The American Medical Association (AMA) introduced the 21 members of its Board of Trustees for the coming year following elections held on June 7 during the special meeting of the AMA House of Delegates. Otolaryngologist Bruce A. Scott, MD, was elected for the second year to the position of speaker of the house. Prior to his terms as speaker, Dr. Scott served as vice speaker for four years.
As part of the AMA Board of Trustees, Dr. Scott is a member of the executive committee and chair of the audit and governance committees. Members of the AMA Board of Trustees are elected by physicians and medical students representing more than 190 state and specialty medical societies.
“It’s quite an honor to be chosen to preside over our House of Delegates. This year, our focus has been COVID-19 and all the changes that have resulted. We just completed our first-ever virtual meeting in June, with more than 1,500 participants,” said Dr. Scott. “We spent hundreds of hours trying to figure out how to have a fair deliberative process in a virtual format. We were limited on what we were able to consider in June due to the format, but we’re currently looking into how we can have more robust debate if our next scheduled meeting in November is another virtual meeting.”
Dr. Scott is board certified in both otolaryngology and facial plastic surgery; he is president of his five-physician independent private practice group in Louisville, Ky., is medical director of a multispecialty ambulatory surgery center, and holds a clinical appointment at the University of Louisville School of Medicine.
“Being an otolaryngologist puts me in a unique position to understand the different specialties represented in our House of Delegates. We bridge the gap between the specialties,” said Dr. Scott. “I’m still in active practice—I have an office-based practice, work in a hospital, and perform out- and inpatient surgery—so I live the issues physicians of all specialties face every day.”

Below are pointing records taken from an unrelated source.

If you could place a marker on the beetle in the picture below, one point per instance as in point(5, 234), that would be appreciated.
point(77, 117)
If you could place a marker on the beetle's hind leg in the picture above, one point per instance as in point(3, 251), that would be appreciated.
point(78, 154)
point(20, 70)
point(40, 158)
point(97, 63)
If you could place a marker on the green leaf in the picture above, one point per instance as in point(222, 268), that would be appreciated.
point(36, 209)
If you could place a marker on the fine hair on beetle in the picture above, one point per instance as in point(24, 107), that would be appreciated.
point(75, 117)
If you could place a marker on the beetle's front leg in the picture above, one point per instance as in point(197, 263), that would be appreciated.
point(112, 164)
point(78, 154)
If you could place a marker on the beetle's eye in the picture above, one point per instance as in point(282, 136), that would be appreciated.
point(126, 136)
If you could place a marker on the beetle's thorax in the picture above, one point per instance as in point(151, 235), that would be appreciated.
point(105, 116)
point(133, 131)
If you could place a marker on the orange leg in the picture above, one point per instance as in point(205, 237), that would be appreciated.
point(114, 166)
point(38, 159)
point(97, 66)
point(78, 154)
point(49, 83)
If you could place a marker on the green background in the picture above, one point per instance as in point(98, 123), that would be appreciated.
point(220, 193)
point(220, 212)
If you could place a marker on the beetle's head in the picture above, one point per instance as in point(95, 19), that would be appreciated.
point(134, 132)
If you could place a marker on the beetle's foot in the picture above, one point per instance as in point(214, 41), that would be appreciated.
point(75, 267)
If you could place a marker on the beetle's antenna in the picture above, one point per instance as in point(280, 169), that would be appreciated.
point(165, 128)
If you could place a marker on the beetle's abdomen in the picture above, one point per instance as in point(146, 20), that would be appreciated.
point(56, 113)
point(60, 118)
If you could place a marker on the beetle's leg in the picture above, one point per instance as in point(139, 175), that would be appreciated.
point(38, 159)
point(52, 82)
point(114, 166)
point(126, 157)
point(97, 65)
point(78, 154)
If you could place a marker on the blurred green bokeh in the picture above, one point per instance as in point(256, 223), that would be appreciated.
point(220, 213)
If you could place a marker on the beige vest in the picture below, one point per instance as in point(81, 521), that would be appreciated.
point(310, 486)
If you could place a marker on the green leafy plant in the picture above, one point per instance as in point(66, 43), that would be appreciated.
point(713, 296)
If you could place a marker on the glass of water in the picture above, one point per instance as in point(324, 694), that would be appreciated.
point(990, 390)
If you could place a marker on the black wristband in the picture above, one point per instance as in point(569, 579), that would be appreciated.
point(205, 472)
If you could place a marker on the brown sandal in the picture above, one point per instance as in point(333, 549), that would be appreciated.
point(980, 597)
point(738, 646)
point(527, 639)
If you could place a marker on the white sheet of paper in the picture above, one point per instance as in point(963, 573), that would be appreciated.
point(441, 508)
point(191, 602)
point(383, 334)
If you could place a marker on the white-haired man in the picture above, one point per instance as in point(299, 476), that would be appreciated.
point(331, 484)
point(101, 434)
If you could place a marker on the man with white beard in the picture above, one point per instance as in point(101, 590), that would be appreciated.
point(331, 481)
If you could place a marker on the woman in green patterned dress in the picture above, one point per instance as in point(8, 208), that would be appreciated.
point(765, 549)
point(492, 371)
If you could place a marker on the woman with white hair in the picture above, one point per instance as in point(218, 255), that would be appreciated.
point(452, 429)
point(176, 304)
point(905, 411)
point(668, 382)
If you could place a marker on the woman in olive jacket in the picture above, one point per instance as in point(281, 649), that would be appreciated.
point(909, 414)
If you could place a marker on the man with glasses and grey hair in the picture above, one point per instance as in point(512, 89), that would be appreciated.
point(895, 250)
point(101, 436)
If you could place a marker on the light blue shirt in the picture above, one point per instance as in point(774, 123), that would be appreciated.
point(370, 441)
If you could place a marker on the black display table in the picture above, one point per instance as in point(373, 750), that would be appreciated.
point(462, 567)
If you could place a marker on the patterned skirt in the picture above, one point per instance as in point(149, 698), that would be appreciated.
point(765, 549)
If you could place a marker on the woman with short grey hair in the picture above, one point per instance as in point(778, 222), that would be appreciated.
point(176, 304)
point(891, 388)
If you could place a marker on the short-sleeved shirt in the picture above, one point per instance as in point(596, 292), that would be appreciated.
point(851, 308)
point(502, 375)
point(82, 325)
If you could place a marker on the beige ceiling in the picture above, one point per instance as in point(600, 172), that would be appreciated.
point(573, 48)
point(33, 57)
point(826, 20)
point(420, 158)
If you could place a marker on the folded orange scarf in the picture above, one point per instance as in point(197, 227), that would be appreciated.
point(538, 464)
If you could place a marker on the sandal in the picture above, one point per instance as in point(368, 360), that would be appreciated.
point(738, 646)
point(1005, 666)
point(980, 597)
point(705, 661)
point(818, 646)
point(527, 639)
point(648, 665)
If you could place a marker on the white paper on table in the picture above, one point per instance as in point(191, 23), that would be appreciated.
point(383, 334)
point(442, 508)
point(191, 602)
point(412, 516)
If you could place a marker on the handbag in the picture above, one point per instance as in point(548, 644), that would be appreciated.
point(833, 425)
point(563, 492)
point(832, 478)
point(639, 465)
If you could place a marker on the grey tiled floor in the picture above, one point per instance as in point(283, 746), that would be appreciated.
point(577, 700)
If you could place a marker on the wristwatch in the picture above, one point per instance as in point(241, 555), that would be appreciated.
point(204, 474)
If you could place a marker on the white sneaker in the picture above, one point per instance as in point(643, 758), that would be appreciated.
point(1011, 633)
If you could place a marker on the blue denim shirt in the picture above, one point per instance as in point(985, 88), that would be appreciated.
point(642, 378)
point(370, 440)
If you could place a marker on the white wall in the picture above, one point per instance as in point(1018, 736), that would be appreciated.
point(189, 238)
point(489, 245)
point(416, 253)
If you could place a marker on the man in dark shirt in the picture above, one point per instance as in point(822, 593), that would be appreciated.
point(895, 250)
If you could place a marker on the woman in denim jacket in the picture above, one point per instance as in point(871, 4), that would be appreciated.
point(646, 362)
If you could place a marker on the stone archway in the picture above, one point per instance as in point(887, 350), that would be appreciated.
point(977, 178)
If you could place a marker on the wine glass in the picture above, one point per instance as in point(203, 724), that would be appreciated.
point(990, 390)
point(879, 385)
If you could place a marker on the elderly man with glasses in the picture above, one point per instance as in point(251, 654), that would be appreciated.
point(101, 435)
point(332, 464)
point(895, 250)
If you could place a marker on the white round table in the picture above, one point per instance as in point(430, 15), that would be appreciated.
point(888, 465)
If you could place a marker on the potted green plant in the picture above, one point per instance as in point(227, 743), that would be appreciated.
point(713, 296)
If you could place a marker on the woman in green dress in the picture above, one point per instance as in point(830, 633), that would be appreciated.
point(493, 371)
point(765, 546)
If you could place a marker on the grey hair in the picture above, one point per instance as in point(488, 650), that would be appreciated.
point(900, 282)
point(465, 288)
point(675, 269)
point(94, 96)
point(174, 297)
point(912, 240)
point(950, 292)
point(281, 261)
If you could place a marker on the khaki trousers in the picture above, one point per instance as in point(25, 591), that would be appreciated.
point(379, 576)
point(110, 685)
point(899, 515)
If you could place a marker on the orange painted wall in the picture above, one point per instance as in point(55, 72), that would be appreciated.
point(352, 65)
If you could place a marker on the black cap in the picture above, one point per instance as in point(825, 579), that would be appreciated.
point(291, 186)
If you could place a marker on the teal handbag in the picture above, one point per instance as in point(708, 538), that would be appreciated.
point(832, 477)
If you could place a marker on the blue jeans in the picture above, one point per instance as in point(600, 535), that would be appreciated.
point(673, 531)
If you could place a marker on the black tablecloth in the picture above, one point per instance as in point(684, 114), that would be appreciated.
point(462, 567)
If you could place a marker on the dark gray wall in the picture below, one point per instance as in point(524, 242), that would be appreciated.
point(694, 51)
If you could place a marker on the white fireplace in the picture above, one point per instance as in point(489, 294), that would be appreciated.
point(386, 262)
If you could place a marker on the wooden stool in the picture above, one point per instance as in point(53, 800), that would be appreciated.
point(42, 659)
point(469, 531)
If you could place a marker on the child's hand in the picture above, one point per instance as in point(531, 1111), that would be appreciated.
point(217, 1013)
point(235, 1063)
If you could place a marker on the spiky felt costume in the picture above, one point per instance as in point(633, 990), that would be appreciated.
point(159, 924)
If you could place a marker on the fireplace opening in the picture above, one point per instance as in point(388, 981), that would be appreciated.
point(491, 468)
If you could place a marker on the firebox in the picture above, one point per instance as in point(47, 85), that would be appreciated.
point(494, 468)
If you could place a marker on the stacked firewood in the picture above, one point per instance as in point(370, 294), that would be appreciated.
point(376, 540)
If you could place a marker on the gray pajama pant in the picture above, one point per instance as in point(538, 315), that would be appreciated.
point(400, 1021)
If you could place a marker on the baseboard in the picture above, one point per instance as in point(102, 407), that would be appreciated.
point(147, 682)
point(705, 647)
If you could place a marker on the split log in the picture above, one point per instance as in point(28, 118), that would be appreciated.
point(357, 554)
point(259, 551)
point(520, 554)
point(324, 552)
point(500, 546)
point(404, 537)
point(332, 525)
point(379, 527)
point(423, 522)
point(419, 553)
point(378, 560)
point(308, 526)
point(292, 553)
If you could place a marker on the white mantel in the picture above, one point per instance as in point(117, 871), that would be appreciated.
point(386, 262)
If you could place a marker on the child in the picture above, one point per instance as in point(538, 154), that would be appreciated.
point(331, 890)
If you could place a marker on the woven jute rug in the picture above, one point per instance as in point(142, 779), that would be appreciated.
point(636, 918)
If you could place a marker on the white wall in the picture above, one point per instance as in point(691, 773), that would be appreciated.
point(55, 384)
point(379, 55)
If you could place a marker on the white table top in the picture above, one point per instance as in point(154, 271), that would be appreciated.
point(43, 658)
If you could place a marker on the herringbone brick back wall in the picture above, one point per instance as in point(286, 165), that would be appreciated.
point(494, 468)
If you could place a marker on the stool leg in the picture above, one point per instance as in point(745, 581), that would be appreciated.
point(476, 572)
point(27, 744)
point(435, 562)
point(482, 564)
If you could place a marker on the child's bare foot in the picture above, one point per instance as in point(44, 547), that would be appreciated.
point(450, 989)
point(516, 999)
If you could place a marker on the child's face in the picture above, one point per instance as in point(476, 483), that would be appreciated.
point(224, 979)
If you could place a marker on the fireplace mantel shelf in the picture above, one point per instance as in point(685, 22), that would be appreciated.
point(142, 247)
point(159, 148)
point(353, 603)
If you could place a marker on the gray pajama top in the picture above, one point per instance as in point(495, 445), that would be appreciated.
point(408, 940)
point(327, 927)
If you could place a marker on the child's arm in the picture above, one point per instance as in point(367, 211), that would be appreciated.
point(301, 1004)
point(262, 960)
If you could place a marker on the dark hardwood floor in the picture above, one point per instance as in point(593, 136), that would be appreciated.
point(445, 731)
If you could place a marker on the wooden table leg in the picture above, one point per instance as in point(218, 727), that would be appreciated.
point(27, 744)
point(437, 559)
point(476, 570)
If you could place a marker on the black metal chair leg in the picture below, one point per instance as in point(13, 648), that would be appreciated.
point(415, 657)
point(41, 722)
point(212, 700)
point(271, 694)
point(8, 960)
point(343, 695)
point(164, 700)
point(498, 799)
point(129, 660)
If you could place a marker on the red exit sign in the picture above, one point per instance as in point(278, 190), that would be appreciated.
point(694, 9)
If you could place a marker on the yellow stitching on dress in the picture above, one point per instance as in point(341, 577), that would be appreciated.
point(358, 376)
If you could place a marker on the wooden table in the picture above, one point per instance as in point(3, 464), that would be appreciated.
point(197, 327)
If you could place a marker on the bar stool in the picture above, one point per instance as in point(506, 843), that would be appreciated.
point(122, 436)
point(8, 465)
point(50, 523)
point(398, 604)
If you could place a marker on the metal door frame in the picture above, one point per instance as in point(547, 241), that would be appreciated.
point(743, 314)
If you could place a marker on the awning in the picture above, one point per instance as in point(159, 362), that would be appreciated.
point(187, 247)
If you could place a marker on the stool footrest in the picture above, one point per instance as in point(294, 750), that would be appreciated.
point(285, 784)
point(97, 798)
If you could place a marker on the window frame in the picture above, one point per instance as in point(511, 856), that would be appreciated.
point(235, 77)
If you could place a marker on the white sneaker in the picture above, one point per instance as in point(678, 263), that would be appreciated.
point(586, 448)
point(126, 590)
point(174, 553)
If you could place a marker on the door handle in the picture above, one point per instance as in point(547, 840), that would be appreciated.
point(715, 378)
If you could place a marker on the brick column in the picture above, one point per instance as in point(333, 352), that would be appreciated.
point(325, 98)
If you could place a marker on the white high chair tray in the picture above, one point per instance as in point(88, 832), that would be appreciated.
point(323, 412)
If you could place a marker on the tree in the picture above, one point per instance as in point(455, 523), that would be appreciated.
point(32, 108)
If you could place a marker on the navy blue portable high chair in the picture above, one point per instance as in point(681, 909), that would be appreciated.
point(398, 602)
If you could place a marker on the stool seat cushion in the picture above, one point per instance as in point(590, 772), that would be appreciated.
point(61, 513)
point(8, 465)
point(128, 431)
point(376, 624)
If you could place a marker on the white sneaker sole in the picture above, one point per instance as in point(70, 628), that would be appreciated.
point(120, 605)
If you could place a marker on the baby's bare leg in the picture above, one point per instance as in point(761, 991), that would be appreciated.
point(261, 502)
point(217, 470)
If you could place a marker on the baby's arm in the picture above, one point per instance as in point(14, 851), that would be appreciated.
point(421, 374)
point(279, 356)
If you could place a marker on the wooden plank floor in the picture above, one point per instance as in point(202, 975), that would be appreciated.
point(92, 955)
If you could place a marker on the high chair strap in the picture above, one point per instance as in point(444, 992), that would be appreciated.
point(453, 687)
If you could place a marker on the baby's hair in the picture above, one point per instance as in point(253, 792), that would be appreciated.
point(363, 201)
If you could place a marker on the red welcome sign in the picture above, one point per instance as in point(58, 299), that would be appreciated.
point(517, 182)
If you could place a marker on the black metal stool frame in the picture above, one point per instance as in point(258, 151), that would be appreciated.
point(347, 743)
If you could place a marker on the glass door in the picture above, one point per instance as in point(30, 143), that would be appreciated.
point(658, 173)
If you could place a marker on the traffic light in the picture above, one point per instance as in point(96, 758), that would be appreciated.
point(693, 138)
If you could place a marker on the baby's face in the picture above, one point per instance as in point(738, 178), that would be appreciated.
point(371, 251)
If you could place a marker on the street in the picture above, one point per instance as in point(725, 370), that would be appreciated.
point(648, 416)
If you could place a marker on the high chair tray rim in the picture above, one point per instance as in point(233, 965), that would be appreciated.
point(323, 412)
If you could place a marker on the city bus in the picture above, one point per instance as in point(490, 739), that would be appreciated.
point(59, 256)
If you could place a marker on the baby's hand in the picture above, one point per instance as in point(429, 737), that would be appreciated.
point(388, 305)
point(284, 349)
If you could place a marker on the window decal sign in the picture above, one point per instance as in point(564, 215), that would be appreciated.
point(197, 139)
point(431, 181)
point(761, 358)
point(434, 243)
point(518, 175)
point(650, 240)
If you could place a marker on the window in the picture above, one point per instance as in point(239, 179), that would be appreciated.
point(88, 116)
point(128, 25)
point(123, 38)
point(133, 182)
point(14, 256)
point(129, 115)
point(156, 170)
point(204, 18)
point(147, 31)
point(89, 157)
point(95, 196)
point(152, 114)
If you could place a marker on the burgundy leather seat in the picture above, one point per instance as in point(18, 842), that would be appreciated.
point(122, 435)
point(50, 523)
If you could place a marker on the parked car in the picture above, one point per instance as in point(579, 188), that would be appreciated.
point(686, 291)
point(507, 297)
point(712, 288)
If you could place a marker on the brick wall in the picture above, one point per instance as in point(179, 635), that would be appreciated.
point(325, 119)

Dr. Scott attended his first AMA meeting in 1987 and has attended every annual and interim meeting since. During these years, he has served as chair of the AMA Resident Physicians Section (now the AMA Resident and Fellow Section) and as the AMA Young Physicians Section’s delegate to the House of Delegates and Board of Trustees. Dr. Scott has also served as president of the AMA Foundation.
“Our methods of practice are changing with the embrace of telemedicine and cancellation of surgeries, and we’re trying to navigate those waters,” he said. “I hope to continue to be an advocate for physicians as we rise to the challenges for our patients and our profession.”